People here think of me as homesick because I talk to my parents every week. This always surprises me. I don’t feel homesick. I miss the comfort and friendship of my parents, miss witnessing the growing my brothers have been doing and wish that they were witnessing my recent unwinding. Despite distance and the weeks or months gone by without talking to my best friends I still feel connected and dependent on them, still take comfort in their loyalty and their intimate understandings of me. Sometimes when I get upset it is because I miss the feeling of my family's love and my friends’ love, or something goes wrong and I think about how much more right everything would feel if I could just be with so-and-so, but I don’t feel scared or inconsolable in Taiwan. I feel capable and present. It makes me happy to think of my homes, not sick. And while I’ve learned that I want to be closer to my parents and my brothers and grandparents and aunts and uncles and cousins and friends and neighbors, that I want to see them and touch them and witness their lives, I don’t feel lost without them, just a little less found. But then there I was crying after catching a glimpse of my brother Dusty’s long hair.

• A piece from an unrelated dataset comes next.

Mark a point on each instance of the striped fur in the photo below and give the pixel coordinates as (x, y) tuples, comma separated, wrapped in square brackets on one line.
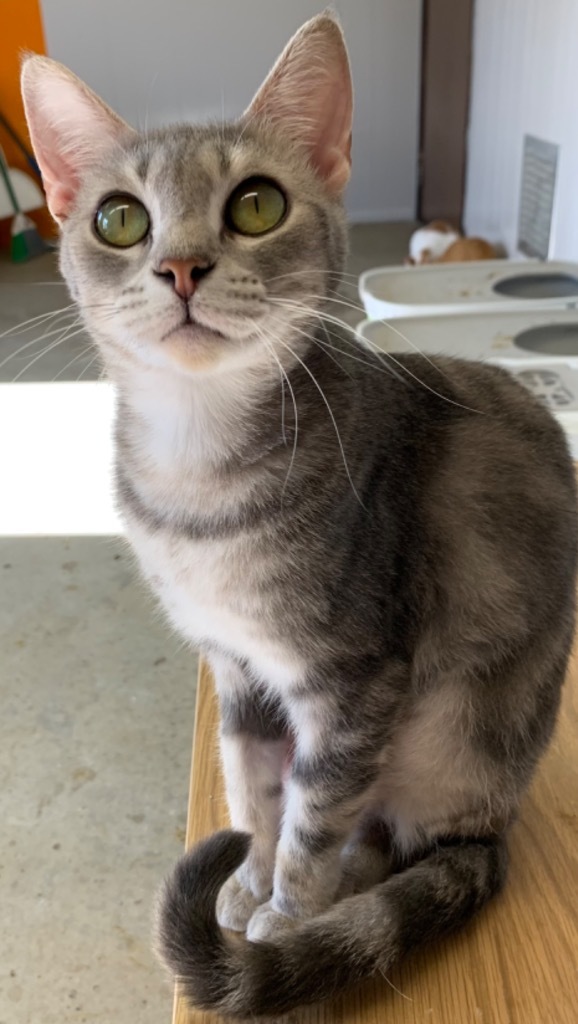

This past Sunday, for the first time, I considered the possibility that these observers of my life in Taiwan got it right, that I am a homesick person. All I know for sure is that whatever I am I am glad to be it.
Later I want to write about red bean treats, the runt of the classroom litter and the fact that now I meet with smells and sights and strangers as someone who has lived in Taiwan, with comfort and a degree of expectation and familiarity that startles me when I remember to consider it.
This is a place where I could make another home if I wanted to. But “wanting to” (or not) is the choice that forks roads and put a distance between myself and people I might have come to know here and ways I might have lived here. I’ve come to know Kiah, to know Max, and Sam, and myself so much better. I’ve made things, and stumbled upon or pushed through to new lookouts.
P.S. Cheers to the retirement of the “Sad Blog”--this one’s for you, Dad!